Solo show - Le Patio
Curator : Marc Lenot
Press release by La maison rouge
One hundred and ninety-two thousand four hundred and thirty-eight: the last roll number given to the last worker to have been hired there. In 1989, when Marguerite Duras heard the factory was to shut down and the last remaining workers laid off, she responded with a text describing a project in which the names of every single man and woman ever to have worked there would be recorded in an exhaustive list; a "proletariat wall." "We should reach the size of a major capital […] History would be number: truth is number […]. Truth would be the still incompared, incomparable number, the pure number, the number without comment, the word." Duras, who was then almost 80 years old, asked for help in bringing this insane project to fruition.

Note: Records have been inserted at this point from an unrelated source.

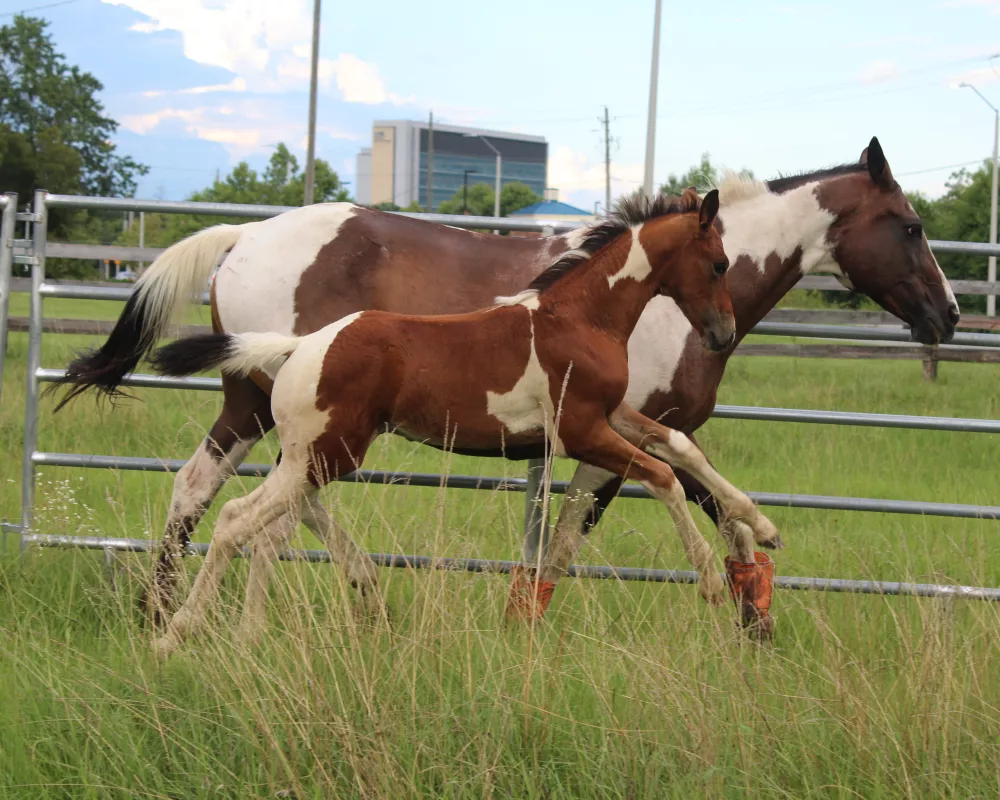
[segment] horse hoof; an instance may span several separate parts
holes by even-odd
[[[507,595],[504,618],[509,622],[531,622],[545,615],[552,602],[555,581],[540,581],[534,567],[518,565],[510,572],[513,580]]]
[[[698,591],[712,608],[718,608],[726,602],[725,584],[714,572],[702,575],[698,579]]]
[[[159,639],[156,639],[153,642],[153,654],[156,656],[156,660],[161,664],[166,662],[174,652],[174,647],[174,643],[168,636],[161,636]]]
[[[768,539],[766,542],[757,542],[761,547],[767,550],[784,550],[785,543],[781,539],[781,534],[779,533],[773,539]]]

Twenty years later, Thu Van Tran has fulfilled the author’s wish and taken it beyond its original formulation. Inspired as much by Duras’ life as by her novels and essays, she has returned to her project and exposed this event as an injustice done to the workers at Billancourt. The artist, who has worked for the past two years from a studio overlooking the disused factory, wishes to commemorate the human element of this story and interact with her own everyday environment.

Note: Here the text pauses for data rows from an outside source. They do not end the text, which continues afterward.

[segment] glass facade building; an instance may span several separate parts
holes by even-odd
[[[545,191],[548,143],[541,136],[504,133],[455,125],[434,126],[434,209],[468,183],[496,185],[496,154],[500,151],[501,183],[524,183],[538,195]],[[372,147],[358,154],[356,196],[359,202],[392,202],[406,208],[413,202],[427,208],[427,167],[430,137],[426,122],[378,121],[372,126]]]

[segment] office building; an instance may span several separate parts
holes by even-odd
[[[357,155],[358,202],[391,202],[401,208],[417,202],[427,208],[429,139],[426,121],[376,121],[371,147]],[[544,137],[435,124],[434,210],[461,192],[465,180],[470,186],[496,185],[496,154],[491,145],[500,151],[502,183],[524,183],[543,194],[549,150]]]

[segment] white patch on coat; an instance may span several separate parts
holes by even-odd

Thu Van Tran has produced a commemorative sculpture whose architectural form is one of contemplation and pacification. The patio becomes a garden, open to the sky. The structure, which is made from timber covered in sculptor’s wax, comprises four columns joined by rounded arches. One of the arches replicates the entrance to the Renault factory, conserved in its original state at the Boulogne-Billancourt site. At the point where the arches meet – the keystone without which the entire structure would collapse – is an enormous bolt, taken from a precision-turning workshop. This single bolt is inscribed with the "pure number" 192,438, a synedoche for the exhaustive and impossible list which Duras had so desired. The workers’ all-important presence on the assembly line is thus evoked.
From a stylistic point of view, the arches can have religious overtones while the columns suggest Brancusi. However, Thu Van Tran’s sculpture springs from a process of internalisation and transformation of history into potential incarnations, which she has introduced into the patio.
Thu Van Tran thus continues her research into memory and territory. The list of names appears, partially at least, in the sound installation that completes this work. Thu Van Tran has asked the singer Agathe Peyrat to recite the first known names of the Billancourt workers. Her frenzied enunciations rise into a piercing, hysterical scream.